Forget saving money, is walking away the right thing to do? |
A recent article in the Arizona Republic about “jingle mail” – when homeowners simply mail the lender back the keys to the home and walk away rather than struggle to pay the mortgage – got me thinking: are there any situations in which walking away is really a better choice in the long run?
Are there really any cases in which people – even those in bad situations now – won’t recoup their losses and do well in the long term?
One problem is that many people got into the recent housing bubble without putting any money down – so there was no real initial investment on their part. So in walking away they only lose their good credit rating (as most initial mortgage payments just go to interest anyway, even on a conventional loan).

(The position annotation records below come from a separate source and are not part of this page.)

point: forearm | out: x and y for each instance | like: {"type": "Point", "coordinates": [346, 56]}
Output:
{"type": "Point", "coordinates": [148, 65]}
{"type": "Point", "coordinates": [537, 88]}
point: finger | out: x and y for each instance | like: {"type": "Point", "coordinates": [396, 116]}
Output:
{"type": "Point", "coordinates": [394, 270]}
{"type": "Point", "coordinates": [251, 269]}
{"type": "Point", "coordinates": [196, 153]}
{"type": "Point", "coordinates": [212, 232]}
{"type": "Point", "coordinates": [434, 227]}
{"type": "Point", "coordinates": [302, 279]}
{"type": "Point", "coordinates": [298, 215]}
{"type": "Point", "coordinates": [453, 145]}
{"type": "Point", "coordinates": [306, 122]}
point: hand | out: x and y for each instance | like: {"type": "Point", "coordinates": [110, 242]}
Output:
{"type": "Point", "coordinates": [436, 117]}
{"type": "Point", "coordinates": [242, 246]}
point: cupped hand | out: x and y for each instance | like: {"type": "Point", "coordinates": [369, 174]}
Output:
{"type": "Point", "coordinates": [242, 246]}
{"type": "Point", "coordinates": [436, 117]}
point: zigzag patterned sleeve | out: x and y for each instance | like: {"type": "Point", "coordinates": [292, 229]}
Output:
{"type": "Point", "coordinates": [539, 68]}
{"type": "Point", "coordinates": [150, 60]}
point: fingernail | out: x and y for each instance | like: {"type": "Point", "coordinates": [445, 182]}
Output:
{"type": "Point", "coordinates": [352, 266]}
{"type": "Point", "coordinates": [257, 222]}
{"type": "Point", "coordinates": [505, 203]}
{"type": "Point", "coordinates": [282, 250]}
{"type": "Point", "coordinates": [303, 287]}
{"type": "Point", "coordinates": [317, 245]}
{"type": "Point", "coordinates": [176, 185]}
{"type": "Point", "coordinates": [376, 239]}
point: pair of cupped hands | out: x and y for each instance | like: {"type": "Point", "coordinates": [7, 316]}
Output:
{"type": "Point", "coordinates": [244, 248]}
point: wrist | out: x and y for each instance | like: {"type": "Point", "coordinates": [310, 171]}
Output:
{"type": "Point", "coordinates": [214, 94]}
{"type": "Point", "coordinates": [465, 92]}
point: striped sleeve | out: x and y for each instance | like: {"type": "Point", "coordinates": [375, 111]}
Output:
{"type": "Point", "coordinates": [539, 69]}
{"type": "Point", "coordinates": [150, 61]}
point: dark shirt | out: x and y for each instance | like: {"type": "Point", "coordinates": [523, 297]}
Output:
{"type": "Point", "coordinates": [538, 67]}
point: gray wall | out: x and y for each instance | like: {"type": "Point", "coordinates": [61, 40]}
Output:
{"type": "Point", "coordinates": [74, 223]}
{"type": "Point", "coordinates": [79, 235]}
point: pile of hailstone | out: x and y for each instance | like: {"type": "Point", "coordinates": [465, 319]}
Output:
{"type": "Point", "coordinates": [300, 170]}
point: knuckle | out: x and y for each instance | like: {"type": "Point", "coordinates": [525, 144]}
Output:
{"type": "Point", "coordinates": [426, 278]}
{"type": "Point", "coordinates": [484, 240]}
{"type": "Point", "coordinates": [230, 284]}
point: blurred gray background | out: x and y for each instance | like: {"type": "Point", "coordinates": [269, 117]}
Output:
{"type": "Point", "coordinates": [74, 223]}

Even people who bought at the peak of the bubble and saw the value of their homes drop 20% will recoup that loss over time – in a normal market the average annual rate of appreciation is about 6-8%. But maybe, in their minds, it’s less costly to simply walk away from the house that has taken such a hit (their mortgage is for the full value of the house at the peak, after all).
Call me old fashioned, but there’s just something good and solid and, well, American about fulfilling our obligations. I think that it’s about more than just a financial which-costs-me-less decision. I think there’s a lot of value in honoring our obligations, even if that means being upside down on a mortgage until the market rebounds (which it will, no doubt).
Of course, I’m not talking to people who really can’t afford their mortgages. If the decision is between putting food on the table and shoes on your children’s feet or paying the mortgage, by all means, the mortgage is less important. But the borrower profiled in the Arizona Republic article who was walking away from her Tatum Ranch home seemed well able to pay the mortgage.
That’s my 2 cents, anyway. What do you think?